If, however, we extract a transaction field, no transaction is evicted:
index=_internal sourcetype=splunkd_ui_access method=GET
| head 1
| rex field=other "-\\s(?<session_id>[^\\s]+)"
| transaction session_id startswith="GET"
| table _time closed_txn eventcount _raw
_time closed_txn eventcount _raw
2021-05-29 22:25:59.723 1 1 192.0.2.1 - admin [29/May/2021:17:25:59.723 -0400] "GET /en-US/splunkd/__raw/servicesNS/nobody/search/search/jobs/1622323559.762?output_mode=json&_=1622323362073 HTTP/1.1" 200 1591 "-" "Mozilla/5.0 (Windows NT 10.0; Win64; x64) AppleWebKit/537.36 (KHTML, like Gecko) Chrome/90.0.4430.212 Safari/537.36" - 2b9d0a154f394576ba8d947bd5ac1019 1ms
There could be an internal difference in the behavior of transaction eviction depending on the presence of transaction fields.
Inferring the behavior of the transaction command through experimentation is useful, but if keepevicted alters the behavior of the command beyond the documented explanation, I don't know if I'd consider it a defect in the code or an oversight in the documentation. Splunk support is likely to argue the command is working as documented whether the value of closed_txn is consistent or not.

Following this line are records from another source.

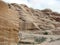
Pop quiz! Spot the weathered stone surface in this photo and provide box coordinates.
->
[0,1,19,45]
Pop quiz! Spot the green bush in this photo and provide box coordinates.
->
[44,32,48,35]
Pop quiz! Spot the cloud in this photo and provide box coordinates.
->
[4,0,60,12]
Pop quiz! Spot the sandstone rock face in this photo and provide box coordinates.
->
[10,3,60,35]
[0,1,19,45]
[0,1,60,45]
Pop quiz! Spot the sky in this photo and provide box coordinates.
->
[3,0,60,13]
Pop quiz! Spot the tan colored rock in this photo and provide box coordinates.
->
[0,1,19,45]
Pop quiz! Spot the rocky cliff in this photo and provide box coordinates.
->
[0,1,19,45]
[10,3,60,35]
[0,1,60,45]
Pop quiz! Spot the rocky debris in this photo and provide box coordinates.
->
[0,1,19,45]
[0,1,60,45]
[10,3,60,35]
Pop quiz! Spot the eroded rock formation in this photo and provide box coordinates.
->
[0,1,19,45]
[0,1,60,45]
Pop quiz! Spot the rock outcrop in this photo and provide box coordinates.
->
[10,3,60,35]
[0,1,19,45]
[0,1,60,45]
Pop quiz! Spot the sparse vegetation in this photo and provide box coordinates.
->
[44,32,48,35]
[35,37,46,43]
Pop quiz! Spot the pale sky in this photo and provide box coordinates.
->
[4,0,60,13]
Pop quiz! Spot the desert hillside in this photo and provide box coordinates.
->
[9,3,60,35]
[0,1,60,45]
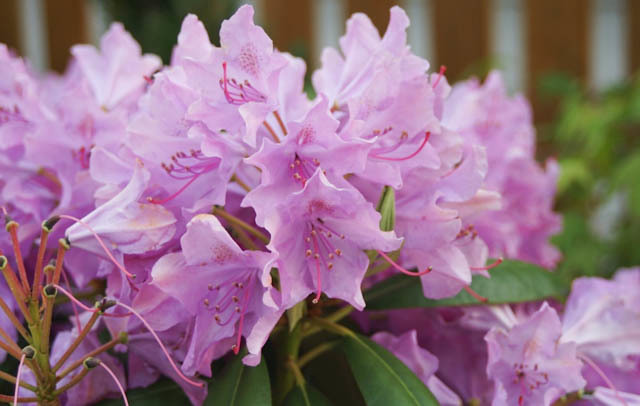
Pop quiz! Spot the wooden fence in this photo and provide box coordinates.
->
[0,0,640,117]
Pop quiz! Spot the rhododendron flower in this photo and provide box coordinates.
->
[66,162,175,255]
[151,214,283,374]
[560,268,640,370]
[442,72,561,267]
[71,23,162,110]
[268,169,401,309]
[371,330,462,406]
[485,303,586,406]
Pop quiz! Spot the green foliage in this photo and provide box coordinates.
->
[376,186,396,231]
[98,379,190,406]
[342,335,438,406]
[365,261,568,310]
[103,0,237,63]
[284,385,331,406]
[204,356,271,406]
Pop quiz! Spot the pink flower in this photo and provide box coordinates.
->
[485,303,586,406]
[71,23,162,110]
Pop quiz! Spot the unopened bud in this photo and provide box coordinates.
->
[95,297,117,313]
[42,216,60,232]
[22,345,36,359]
[58,237,71,251]
[82,357,100,371]
[42,285,58,299]
[118,331,129,344]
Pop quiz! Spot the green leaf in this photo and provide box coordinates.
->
[284,384,332,406]
[287,301,307,332]
[376,186,396,231]
[204,356,271,406]
[364,260,568,310]
[341,335,438,406]
[97,379,191,406]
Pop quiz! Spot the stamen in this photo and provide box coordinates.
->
[262,121,280,143]
[98,361,129,406]
[433,65,447,89]
[62,270,82,331]
[369,131,431,161]
[147,156,220,204]
[52,285,133,318]
[13,352,27,405]
[377,250,433,276]
[116,302,204,388]
[469,257,504,271]
[273,110,287,136]
[60,214,136,279]
[220,62,267,106]
[53,238,69,283]
[464,285,489,303]
[233,289,250,355]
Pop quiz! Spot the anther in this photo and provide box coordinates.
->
[42,216,60,233]
[82,357,100,371]
[22,345,36,359]
[42,285,58,299]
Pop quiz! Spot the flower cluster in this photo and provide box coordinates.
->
[0,6,638,405]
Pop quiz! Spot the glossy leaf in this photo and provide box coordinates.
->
[98,379,191,406]
[284,384,332,406]
[364,261,568,310]
[341,335,438,406]
[204,356,271,406]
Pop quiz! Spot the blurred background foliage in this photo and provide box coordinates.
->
[103,0,237,64]
[538,74,640,278]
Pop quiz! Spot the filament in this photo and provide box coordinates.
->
[13,353,27,405]
[370,131,431,161]
[378,250,433,276]
[100,361,129,406]
[111,302,204,388]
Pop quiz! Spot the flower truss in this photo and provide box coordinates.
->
[0,6,640,406]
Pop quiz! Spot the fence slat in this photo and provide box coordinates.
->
[347,0,403,35]
[433,0,489,81]
[45,0,90,72]
[525,0,591,121]
[0,0,22,51]
[262,0,316,64]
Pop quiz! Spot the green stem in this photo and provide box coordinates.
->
[231,173,251,192]
[40,294,56,356]
[311,317,356,337]
[303,305,355,337]
[53,368,89,396]
[0,297,31,344]
[0,371,38,393]
[0,395,40,405]
[231,224,258,251]
[53,312,100,372]
[275,323,302,405]
[212,206,269,244]
[56,336,125,381]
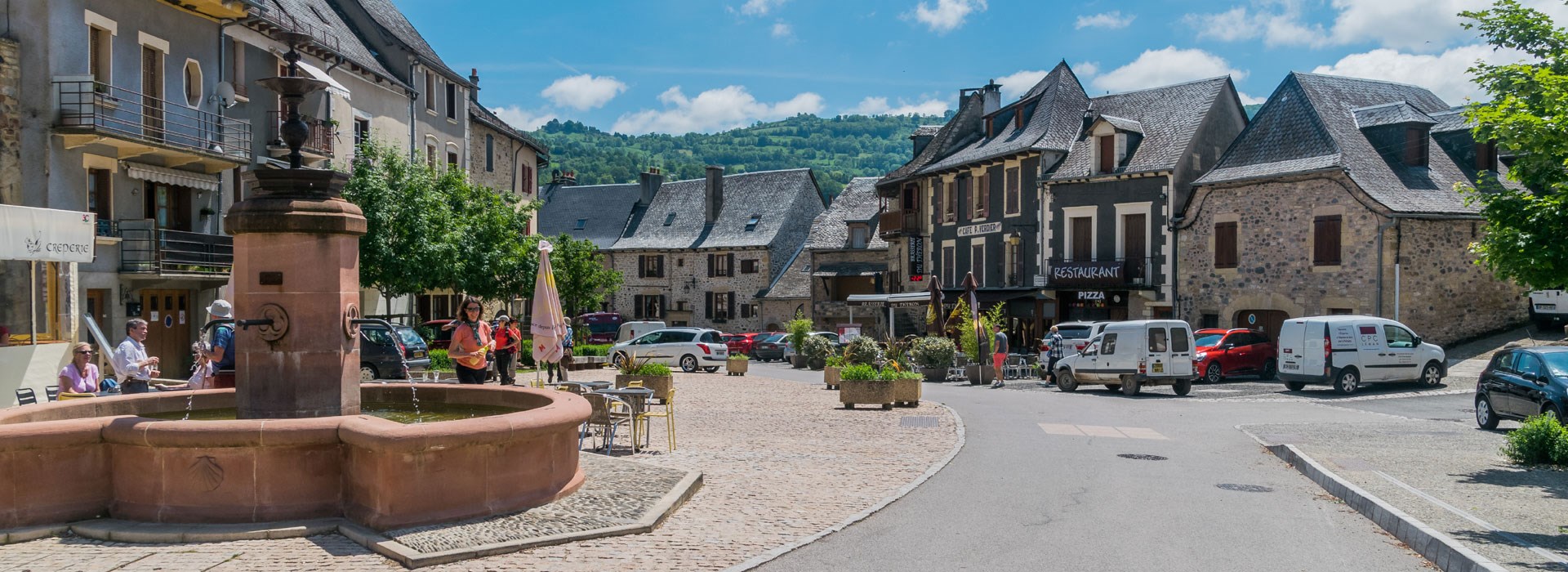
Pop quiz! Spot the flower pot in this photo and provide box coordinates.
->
[891,379,920,408]
[839,379,893,409]
[822,367,844,389]
[615,373,676,401]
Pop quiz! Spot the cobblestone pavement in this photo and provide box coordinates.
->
[0,370,958,572]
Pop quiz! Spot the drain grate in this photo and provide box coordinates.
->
[1215,483,1273,492]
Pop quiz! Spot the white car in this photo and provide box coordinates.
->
[610,328,729,373]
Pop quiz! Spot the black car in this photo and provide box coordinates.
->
[1476,346,1568,429]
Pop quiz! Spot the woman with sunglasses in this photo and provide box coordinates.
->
[60,342,99,393]
[447,296,496,384]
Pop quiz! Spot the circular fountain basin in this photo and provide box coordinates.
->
[0,384,590,530]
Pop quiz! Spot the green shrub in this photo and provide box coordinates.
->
[1502,415,1568,466]
[910,335,958,367]
[844,335,881,365]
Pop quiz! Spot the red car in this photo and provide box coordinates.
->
[1192,329,1278,384]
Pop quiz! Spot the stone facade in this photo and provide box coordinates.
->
[1176,174,1526,345]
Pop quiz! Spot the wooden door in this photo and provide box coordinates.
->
[141,288,194,379]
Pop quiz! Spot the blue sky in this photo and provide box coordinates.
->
[395,0,1543,133]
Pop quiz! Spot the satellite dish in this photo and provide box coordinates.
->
[213,82,240,108]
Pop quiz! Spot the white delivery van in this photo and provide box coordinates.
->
[1278,315,1449,395]
[1057,320,1198,395]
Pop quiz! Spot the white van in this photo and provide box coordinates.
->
[1057,320,1198,395]
[1278,315,1449,395]
[615,321,665,343]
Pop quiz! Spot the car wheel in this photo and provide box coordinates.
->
[1334,367,1361,395]
[1476,395,1498,429]
[1421,362,1442,387]
[1057,370,1077,393]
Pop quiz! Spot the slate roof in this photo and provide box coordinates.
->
[1195,72,1511,215]
[806,177,888,251]
[919,61,1088,172]
[469,99,550,154]
[1049,77,1231,181]
[538,185,641,249]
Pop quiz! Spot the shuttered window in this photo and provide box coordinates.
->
[1312,215,1341,266]
[1214,221,1237,268]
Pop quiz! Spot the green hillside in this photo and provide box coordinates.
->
[533,113,951,196]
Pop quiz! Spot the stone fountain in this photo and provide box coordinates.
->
[0,34,590,530]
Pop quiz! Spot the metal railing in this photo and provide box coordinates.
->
[266,111,337,157]
[53,80,251,163]
[119,219,234,276]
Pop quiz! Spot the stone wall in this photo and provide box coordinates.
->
[1176,174,1524,343]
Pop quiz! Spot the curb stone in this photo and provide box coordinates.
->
[1236,425,1507,572]
[724,400,966,572]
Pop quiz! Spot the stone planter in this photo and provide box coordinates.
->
[889,379,920,408]
[839,379,893,409]
[615,373,676,401]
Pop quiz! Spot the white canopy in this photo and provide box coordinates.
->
[0,205,97,261]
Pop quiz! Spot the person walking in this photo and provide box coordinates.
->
[447,296,496,384]
[991,324,1009,387]
[496,314,522,386]
[109,318,158,395]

If you have the time, you could test across various earlier versions of Splunk looking for a version when keepevicted and closed_txn behaved consistently. In my experience, Splunk support doesn't provide that level of service, particularly for versions of Splunk that are no longer supported. If you have one, your account manager or sales engineer may be able to assist.